Na sexta-feira (21/9) um amigo me mandou um e-mail impressionante, composto de quatro slides bem produzidos, intitulados ‘In Memoriam’. Os dois primeiros preparam a mensagem, dizendo:
‘Esta semana o Reino Unido eliminou o Holocausto do currículo das escolas porque `ofendia´ à população muçulmana, que vem declarando que esse fato histórico é ficção.
‘Esta decisão do Reino Unido evidencia o espantoso medo que está se apoderando do mundo, por causa das ameaças mundiais, e as iniciativas fáceis que os países estão tomando para se adequar às intimidações globais.’
A mensagem vem a seguir:
‘Agora, mais de 60 anos depois de terminada a II Guerra Mundial na Europa, este e-mail comemorativo é enviado IN MEMORIAM de 6 milhões de judeus, 20 milhões de russos, 10 milhões de cristãos e de 1900 sacerdotes católicos que foram assassinados, massacrados, violentados, queimados, mortos por inanição e humilhados perante a população alemã e da Rússia que via os acontecimentos de outra maneira. Agora, mais do que nunca, quando o governo do Irã, entre outros, proclama que o Holocausto é `um mito´, é imprescindível garantir que o mundo jamais se olvide dele.’
E o comando final:
‘Esta mensagem deve ser vista por 60 milhões de pessoas de todo o mundo. Una-se a esta corrente comemorativa e ajude-nos a distribuí-la. Por favor, envie este e-mail a pelo menos 10 pessoas conhecidas e peça que continuem a corrente. Não a apague. Passar isto adiante só lhe tomará alguns minutos. Obrigado.’
Terra de ninguém
Indignado, sem pensar duas vezes, não retransmiti o e-mail apenas para 10 amigos e, sim, para 95 ou mais. Muitos destes, por sua vez, fizeram o mesmo e mantiveram a corrente em marcha. Entretanto, minha amiga Evelyn Levy ficou estupefata, pensou duas vezes e foi verificar no site da BBC que 1) essa corrente já circula furiosamente no mundo todo e que 2) ela se fundamenta em premissa falsa. O Reino Unido não suprimiu nem cogita de suprimir o ensino do Holocausto, que é compulsório para alunos de 11 a 14 anos das escolas públicas do país.

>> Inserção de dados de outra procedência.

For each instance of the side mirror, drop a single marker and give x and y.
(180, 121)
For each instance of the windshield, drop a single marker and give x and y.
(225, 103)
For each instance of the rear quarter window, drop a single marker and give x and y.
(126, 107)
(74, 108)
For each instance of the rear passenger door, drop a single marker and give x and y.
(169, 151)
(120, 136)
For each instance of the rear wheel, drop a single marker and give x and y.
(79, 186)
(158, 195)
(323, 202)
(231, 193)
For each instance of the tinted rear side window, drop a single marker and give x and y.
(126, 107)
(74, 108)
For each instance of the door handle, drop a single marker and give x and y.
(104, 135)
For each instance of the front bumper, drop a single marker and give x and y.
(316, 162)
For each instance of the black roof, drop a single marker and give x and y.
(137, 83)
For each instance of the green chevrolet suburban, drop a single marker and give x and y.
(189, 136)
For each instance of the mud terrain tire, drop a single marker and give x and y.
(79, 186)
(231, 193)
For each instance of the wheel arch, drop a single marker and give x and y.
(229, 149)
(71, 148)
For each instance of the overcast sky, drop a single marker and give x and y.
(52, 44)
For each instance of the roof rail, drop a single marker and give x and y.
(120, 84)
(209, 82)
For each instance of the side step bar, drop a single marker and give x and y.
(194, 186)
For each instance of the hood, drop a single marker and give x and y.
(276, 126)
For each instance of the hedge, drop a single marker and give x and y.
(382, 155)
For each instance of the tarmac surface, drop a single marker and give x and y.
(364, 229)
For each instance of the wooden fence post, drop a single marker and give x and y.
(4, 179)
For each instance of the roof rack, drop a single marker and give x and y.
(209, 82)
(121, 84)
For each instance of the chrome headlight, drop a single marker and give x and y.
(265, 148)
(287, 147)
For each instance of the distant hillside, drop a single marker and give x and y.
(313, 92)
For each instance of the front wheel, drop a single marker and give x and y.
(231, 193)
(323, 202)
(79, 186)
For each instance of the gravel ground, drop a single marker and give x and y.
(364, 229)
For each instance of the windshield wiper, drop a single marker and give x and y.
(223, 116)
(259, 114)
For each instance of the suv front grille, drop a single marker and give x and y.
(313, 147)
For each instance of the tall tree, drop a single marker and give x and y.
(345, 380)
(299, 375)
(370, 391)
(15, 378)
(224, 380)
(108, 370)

A mentira, assim, invalida a mensagem, por bem-intencionada que ela possa ser. Um exame meticuloso do seu texto mostra outras afirmações discutíveis:
**
‘…a população muçulmana vem declarando que esse fato histórico é ficção.’Ora, a população muçulmana não tem se manifestado a respeito, pelo que se saiba; apenas o presidente do Irã nega o Holocausto, muito mais como boutade e uma provocação a Israel.
**
‘…o governo do Irã, entre outros, proclama que o Holocausto é ‘um mito’.’Existem mesmo outros governos proclamando isso?
**
‘…iniciativas fáceis que os países estão tomando para se adequar às intimidações globais.’ Generalização indevida: quais iniciativas tomadas por quais países?**
‘…e humilhados perante a população alemã e da Rússia que via os acontecimentos de outra maneira.’Não interessa tentar descobrir a intenção desta última e nebulosa afirmação, nem de toda a corrente. Nem saber se ela faz parte de alguma campanha de conscientização. A mensagem, embora redigida na primeira pessoa (ajude-nos a distribuí-la), é anônima.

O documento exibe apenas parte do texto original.